2 - A consulta a que se refere o número anterior só pode ter lugar até:
a) Ao encerramento do processo, quando a consulta seja efetuada no âmbito de um processo especial de revitalização ou de um processo especial para acordo de pagamento;
b) Ao trânsito em julgado da decisão que ponha termo ao processo principal ou, caso existam incidentes ou apensos que ainda não se encontrem encerrados a essa data, até ao trânsito em julgado da decisão que ponha termo aos mesmos, quando a consulta seja efetuada no âmbito de um processo de insolvência.
3 - A consulta a que se refere o n.º 1 é efetuada através do sistema de informação de suporte à atividade dos tribunais, no endereço eletrónico https://citius.tribunaisnet.mj.pt, tendo por referência os dados do devedor constantes do processo e, no que concerne à consulta das bases de dados do registo automóvel, as matrículas dos veículos.
4 - A eventual correção de dados do devedor incumbe à secretaria de processos.
5 - O administrador judicial tem acesso à área reservada do sistema de informação de suporte à atividade dos tribunais por via do registo a que se refere o n.º 2 do artigo 3.º da Portaria n.º 246/2016, de 7 de setembro.

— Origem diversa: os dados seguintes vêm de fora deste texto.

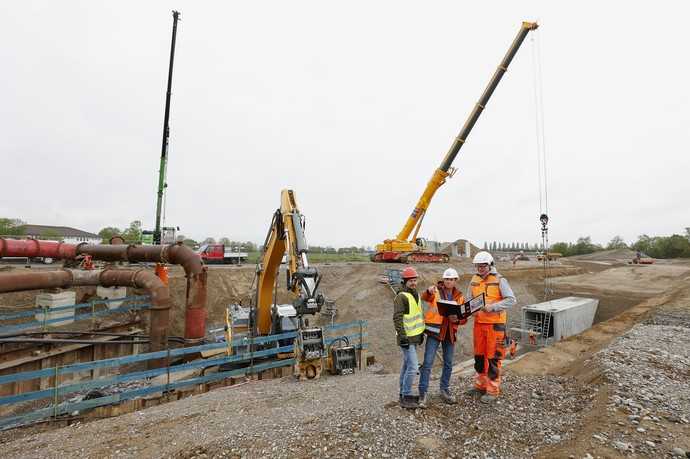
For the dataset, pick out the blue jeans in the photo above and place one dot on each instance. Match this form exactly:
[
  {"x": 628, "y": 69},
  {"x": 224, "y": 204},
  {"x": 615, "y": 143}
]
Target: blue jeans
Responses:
[
  {"x": 409, "y": 368},
  {"x": 429, "y": 356}
]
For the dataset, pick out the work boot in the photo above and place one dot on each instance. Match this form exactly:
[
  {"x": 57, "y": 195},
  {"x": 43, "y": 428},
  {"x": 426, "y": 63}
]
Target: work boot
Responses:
[
  {"x": 474, "y": 392},
  {"x": 423, "y": 400},
  {"x": 447, "y": 397},
  {"x": 409, "y": 402},
  {"x": 488, "y": 398}
]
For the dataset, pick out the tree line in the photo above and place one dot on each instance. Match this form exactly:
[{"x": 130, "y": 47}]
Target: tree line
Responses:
[{"x": 674, "y": 246}]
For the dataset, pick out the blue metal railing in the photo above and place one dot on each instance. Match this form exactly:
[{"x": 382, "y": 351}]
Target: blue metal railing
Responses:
[
  {"x": 57, "y": 391},
  {"x": 134, "y": 303}
]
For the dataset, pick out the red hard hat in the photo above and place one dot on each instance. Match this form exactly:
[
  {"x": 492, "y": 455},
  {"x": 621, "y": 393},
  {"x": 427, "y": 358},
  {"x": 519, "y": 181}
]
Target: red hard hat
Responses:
[{"x": 409, "y": 273}]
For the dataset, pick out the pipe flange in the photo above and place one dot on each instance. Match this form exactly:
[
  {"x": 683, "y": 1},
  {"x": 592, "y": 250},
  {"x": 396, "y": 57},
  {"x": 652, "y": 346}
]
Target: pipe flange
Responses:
[{"x": 164, "y": 255}]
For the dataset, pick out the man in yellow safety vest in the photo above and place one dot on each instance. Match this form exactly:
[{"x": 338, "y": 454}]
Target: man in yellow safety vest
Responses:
[
  {"x": 409, "y": 328},
  {"x": 489, "y": 333}
]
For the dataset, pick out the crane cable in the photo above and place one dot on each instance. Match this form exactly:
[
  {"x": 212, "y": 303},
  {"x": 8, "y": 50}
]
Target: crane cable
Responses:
[{"x": 541, "y": 161}]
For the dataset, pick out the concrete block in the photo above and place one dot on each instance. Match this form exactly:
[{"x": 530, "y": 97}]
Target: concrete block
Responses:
[
  {"x": 111, "y": 293},
  {"x": 569, "y": 316},
  {"x": 55, "y": 300}
]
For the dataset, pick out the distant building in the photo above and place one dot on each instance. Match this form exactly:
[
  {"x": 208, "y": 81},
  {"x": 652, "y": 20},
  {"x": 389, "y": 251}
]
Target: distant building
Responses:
[{"x": 61, "y": 233}]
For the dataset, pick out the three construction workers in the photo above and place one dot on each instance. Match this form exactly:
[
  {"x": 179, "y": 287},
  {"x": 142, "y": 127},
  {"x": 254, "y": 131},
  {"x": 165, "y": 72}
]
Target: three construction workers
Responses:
[
  {"x": 489, "y": 333},
  {"x": 409, "y": 328},
  {"x": 440, "y": 331}
]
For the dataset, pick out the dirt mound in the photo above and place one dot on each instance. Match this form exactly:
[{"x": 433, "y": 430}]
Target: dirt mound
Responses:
[{"x": 607, "y": 255}]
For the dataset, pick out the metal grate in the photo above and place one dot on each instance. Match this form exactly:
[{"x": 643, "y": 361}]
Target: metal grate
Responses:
[{"x": 531, "y": 328}]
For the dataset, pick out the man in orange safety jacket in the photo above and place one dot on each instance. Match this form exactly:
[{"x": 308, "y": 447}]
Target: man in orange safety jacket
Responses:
[{"x": 489, "y": 331}]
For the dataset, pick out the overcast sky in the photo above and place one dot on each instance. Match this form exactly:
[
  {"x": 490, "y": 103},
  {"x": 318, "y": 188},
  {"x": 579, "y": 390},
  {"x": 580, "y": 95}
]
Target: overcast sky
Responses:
[{"x": 351, "y": 104}]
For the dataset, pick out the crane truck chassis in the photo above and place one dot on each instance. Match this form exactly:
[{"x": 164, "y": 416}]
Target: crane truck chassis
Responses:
[{"x": 262, "y": 317}]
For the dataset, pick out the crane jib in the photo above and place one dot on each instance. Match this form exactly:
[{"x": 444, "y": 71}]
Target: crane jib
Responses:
[{"x": 484, "y": 99}]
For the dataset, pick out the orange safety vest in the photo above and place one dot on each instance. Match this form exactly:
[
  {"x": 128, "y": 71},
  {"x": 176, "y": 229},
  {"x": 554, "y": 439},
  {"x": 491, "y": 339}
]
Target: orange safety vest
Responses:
[
  {"x": 492, "y": 293},
  {"x": 435, "y": 321}
]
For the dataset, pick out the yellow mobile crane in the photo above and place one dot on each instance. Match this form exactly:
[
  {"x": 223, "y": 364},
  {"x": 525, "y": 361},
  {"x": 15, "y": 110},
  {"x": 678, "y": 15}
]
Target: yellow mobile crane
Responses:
[
  {"x": 408, "y": 249},
  {"x": 285, "y": 238}
]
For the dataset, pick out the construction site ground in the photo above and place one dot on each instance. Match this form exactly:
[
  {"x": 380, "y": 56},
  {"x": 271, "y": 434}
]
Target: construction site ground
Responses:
[{"x": 617, "y": 390}]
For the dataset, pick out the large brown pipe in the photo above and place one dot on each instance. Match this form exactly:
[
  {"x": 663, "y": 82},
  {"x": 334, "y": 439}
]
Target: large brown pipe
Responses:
[
  {"x": 66, "y": 278},
  {"x": 33, "y": 248},
  {"x": 178, "y": 254}
]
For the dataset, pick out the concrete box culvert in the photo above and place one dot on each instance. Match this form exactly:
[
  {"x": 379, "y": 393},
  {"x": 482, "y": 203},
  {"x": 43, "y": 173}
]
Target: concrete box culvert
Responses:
[{"x": 568, "y": 316}]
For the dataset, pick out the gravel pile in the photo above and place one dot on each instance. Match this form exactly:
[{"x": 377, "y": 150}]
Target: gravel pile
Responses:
[
  {"x": 535, "y": 411},
  {"x": 648, "y": 370}
]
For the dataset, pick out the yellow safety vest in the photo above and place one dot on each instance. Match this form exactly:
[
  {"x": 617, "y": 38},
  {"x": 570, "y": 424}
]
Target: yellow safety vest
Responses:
[
  {"x": 491, "y": 288},
  {"x": 413, "y": 321}
]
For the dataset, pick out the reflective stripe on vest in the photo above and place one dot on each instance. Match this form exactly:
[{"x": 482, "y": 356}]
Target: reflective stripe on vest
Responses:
[
  {"x": 413, "y": 322},
  {"x": 490, "y": 287}
]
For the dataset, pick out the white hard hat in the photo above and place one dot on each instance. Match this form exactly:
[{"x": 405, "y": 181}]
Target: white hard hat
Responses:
[
  {"x": 450, "y": 273},
  {"x": 483, "y": 257}
]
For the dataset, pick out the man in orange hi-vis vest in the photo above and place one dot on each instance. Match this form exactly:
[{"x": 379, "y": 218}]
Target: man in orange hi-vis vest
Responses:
[{"x": 489, "y": 326}]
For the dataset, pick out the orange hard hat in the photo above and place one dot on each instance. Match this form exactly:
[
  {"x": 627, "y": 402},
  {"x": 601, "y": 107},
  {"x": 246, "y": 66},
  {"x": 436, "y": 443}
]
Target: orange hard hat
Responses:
[{"x": 409, "y": 273}]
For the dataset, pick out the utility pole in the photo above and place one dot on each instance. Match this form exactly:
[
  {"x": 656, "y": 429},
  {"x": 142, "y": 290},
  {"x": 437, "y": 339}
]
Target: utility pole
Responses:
[{"x": 162, "y": 185}]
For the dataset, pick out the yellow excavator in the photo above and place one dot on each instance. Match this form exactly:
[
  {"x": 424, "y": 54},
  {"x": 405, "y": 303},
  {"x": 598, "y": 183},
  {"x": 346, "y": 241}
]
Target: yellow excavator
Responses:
[
  {"x": 406, "y": 249},
  {"x": 285, "y": 240}
]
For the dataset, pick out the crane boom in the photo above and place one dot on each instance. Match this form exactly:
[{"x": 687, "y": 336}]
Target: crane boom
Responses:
[{"x": 391, "y": 249}]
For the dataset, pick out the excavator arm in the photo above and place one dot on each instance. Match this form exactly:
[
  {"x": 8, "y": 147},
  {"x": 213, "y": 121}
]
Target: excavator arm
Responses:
[
  {"x": 403, "y": 242},
  {"x": 286, "y": 238}
]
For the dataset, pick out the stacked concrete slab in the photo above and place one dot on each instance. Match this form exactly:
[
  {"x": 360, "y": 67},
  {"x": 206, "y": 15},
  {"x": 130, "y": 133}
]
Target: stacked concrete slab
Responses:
[{"x": 569, "y": 316}]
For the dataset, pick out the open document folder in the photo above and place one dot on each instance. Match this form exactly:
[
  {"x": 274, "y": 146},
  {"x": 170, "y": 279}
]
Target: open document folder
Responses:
[{"x": 462, "y": 310}]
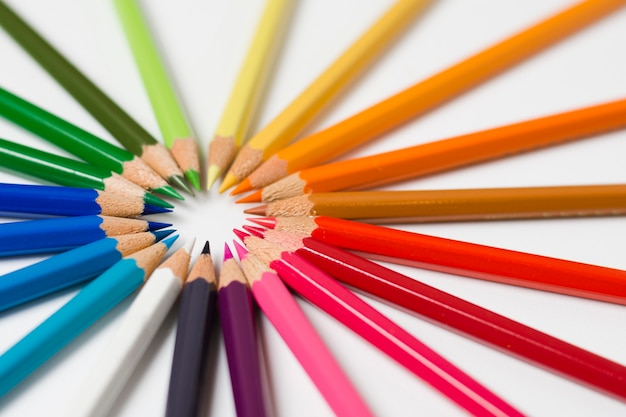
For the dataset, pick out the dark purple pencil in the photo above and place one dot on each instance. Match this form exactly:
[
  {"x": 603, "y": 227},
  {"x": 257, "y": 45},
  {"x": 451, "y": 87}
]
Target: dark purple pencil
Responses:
[
  {"x": 237, "y": 318},
  {"x": 195, "y": 322}
]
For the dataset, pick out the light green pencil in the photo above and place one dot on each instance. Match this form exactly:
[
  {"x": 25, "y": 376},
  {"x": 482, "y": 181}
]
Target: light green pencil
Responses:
[{"x": 167, "y": 110}]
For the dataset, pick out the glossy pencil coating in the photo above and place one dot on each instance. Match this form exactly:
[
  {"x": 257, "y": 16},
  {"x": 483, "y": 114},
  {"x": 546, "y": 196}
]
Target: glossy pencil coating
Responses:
[
  {"x": 81, "y": 143},
  {"x": 324, "y": 292},
  {"x": 174, "y": 128},
  {"x": 24, "y": 200},
  {"x": 465, "y": 258},
  {"x": 69, "y": 172},
  {"x": 458, "y": 151},
  {"x": 195, "y": 326},
  {"x": 236, "y": 314},
  {"x": 327, "y": 86},
  {"x": 281, "y": 309},
  {"x": 64, "y": 233},
  {"x": 452, "y": 312},
  {"x": 125, "y": 129},
  {"x": 455, "y": 205},
  {"x": 133, "y": 336},
  {"x": 70, "y": 268},
  {"x": 416, "y": 100},
  {"x": 85, "y": 308}
]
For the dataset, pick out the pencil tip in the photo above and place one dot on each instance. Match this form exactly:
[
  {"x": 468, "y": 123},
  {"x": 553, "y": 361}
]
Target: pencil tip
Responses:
[
  {"x": 258, "y": 210},
  {"x": 157, "y": 225},
  {"x": 242, "y": 187},
  {"x": 255, "y": 197}
]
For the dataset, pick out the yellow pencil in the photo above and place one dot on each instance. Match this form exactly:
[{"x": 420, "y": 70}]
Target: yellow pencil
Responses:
[
  {"x": 284, "y": 128},
  {"x": 248, "y": 88}
]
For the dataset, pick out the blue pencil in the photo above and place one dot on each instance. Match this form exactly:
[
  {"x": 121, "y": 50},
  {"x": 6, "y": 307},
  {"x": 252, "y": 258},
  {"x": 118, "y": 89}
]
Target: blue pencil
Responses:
[
  {"x": 22, "y": 200},
  {"x": 71, "y": 267},
  {"x": 64, "y": 233},
  {"x": 80, "y": 312}
]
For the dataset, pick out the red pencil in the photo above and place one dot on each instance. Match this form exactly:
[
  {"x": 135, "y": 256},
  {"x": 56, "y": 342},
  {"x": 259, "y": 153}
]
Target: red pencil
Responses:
[
  {"x": 454, "y": 313},
  {"x": 461, "y": 258}
]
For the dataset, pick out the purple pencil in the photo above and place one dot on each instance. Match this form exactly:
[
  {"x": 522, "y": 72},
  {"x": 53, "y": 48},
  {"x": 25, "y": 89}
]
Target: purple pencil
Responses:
[{"x": 237, "y": 318}]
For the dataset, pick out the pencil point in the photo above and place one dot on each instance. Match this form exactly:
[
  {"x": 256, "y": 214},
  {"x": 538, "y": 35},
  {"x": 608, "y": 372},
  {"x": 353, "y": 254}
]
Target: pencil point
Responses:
[
  {"x": 169, "y": 191},
  {"x": 258, "y": 210},
  {"x": 228, "y": 182},
  {"x": 213, "y": 173},
  {"x": 157, "y": 225},
  {"x": 194, "y": 178},
  {"x": 255, "y": 197},
  {"x": 156, "y": 201},
  {"x": 242, "y": 187},
  {"x": 152, "y": 209},
  {"x": 268, "y": 222}
]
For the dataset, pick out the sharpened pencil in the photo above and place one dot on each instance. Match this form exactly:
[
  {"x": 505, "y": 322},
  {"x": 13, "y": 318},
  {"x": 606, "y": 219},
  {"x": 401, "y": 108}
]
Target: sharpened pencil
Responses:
[
  {"x": 64, "y": 233},
  {"x": 174, "y": 127},
  {"x": 240, "y": 339},
  {"x": 442, "y": 155},
  {"x": 123, "y": 128},
  {"x": 483, "y": 325},
  {"x": 327, "y": 86},
  {"x": 240, "y": 110},
  {"x": 134, "y": 334},
  {"x": 455, "y": 205},
  {"x": 70, "y": 268},
  {"x": 32, "y": 201},
  {"x": 81, "y": 143},
  {"x": 323, "y": 291},
  {"x": 193, "y": 335},
  {"x": 462, "y": 258},
  {"x": 69, "y": 172},
  {"x": 84, "y": 309}
]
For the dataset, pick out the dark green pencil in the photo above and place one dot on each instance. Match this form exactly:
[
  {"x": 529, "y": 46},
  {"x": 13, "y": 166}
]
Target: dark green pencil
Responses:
[
  {"x": 69, "y": 172},
  {"x": 125, "y": 129}
]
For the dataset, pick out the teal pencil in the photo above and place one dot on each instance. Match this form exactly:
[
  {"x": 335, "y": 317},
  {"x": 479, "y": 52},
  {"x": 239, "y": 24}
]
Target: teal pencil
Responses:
[{"x": 84, "y": 309}]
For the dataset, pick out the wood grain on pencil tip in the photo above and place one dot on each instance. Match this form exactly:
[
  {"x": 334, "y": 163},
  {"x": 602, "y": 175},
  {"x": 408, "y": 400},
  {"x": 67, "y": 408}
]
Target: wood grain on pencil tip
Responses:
[{"x": 326, "y": 87}]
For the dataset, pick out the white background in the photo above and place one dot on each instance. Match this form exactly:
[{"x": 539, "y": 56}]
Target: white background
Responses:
[{"x": 204, "y": 42}]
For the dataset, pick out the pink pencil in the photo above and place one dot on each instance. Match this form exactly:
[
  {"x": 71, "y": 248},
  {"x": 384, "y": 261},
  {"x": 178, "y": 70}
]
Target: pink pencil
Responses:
[
  {"x": 326, "y": 293},
  {"x": 289, "y": 320}
]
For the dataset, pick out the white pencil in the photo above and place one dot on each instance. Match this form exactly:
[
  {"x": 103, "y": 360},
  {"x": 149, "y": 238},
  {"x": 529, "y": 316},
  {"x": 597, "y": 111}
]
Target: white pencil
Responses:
[{"x": 139, "y": 326}]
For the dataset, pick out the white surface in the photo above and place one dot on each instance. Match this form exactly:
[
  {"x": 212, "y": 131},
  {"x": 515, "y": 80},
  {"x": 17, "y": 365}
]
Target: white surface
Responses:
[{"x": 204, "y": 43}]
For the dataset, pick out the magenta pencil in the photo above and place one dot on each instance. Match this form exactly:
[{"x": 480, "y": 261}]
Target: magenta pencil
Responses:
[
  {"x": 289, "y": 320},
  {"x": 323, "y": 291}
]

6 - Quando, por indisponibilidade do sistema de informação, não seja possível o acesso direto às informações constantes das bases de dados referidas no n.º 1, as consultas em causa podem ser efetuadas por qualquer meio legalmente admissível.
7 - A entidade titular da base de dados fornece os elementos solicitados pelo meio mais célere, preferencialmente por via eletrónica, no prazo máximo de 10 dias.